MP3 40 Watt Moon - August In Grace
challenging guitar-driven, literate power-pop...
10 MP3 Songs
POP: Power Pop, Shake Progressive Rock
August In Decorate Songs
"Adding its vocalize to the local power pop scene (crash into june, David Brookings), 40 Watt Moon takes an edgier come on without sacrificing the sort of melodies that make the mind bask in wistful, three-minute memories (the band thanks Buffalo Tom next to Alex Chilton in the liner notes for a reason). And the chord-crunching ode to Broadway actress/Catwoman icon, "Julie Newmar," is a song as cool as its name suggests (certainly a better blast of pop-punk nostalgia than that annoying Bowling for Soup hit "1985")."
"On August in Decorate, their self-released debut, 40 Watt Moon combine crisp guitars, soulful vocals, catchy hooks, and sharp, wistful lyrics for a modern-rock sound that is mainstream but never panders and is always smart, a la such current bands as Fountains of Wayne and the Old 97's. (From the title track: "Another wish now/ As the night is falling/ The summer whispers? Can't you hear it calling?/ It's moving so fast/ Will it pass you by?/ In this roman candle sky.")
The sound is consistent but finds enough range to bounce from the Big Star-ish melodiousness of "Kisses and Pills" to the rave up of "Crush". The band's true crush is Batman nemesis "Julie Newmar", a worthy target whose charms they plumb in an album highlight."

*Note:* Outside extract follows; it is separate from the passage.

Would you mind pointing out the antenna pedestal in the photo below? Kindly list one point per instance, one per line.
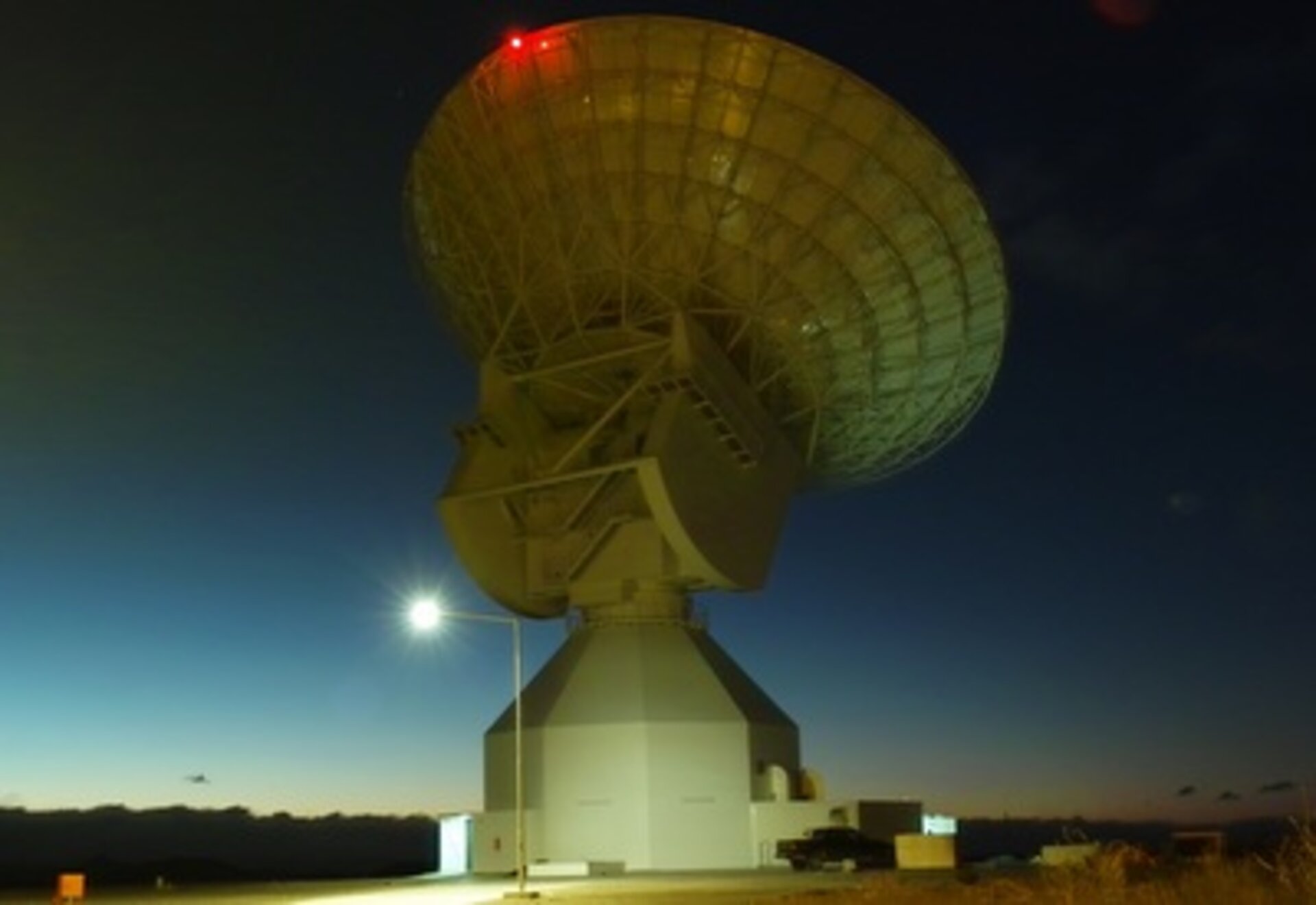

"Hailing from Memphis, TN - 40 watt moon wears it's Big Star influence on their collective sleeves, although slightly filtered thru more recent power-pop acts such as Teenage Fanclub, The Posies, and Superdrag. Indie-pop with a nod towards the reckless spirit of bands like the Replacements.
August in Decorate is the band's first LP, half of which was recorded live at the famed Easley Studio (GBV, Wilco, White Stripes, etc) in Memphis. Lyrically rich, the songs rely on big guitars and even bigger hooks to frame the often bittersweet sentiments contained therein. Or, to quote from the title track, they appear to be "shooting for the moon, but can't quite make it...".
From the pure jangly pop of "Don't Ask", to the driving crunch of "Crush" and "Supernova", to the cartoonish punk-pop of the pop-culture tinged "Julie Newmar", the record never loses it's momentum until the plaintive, acoustic ballad that brings it to a close.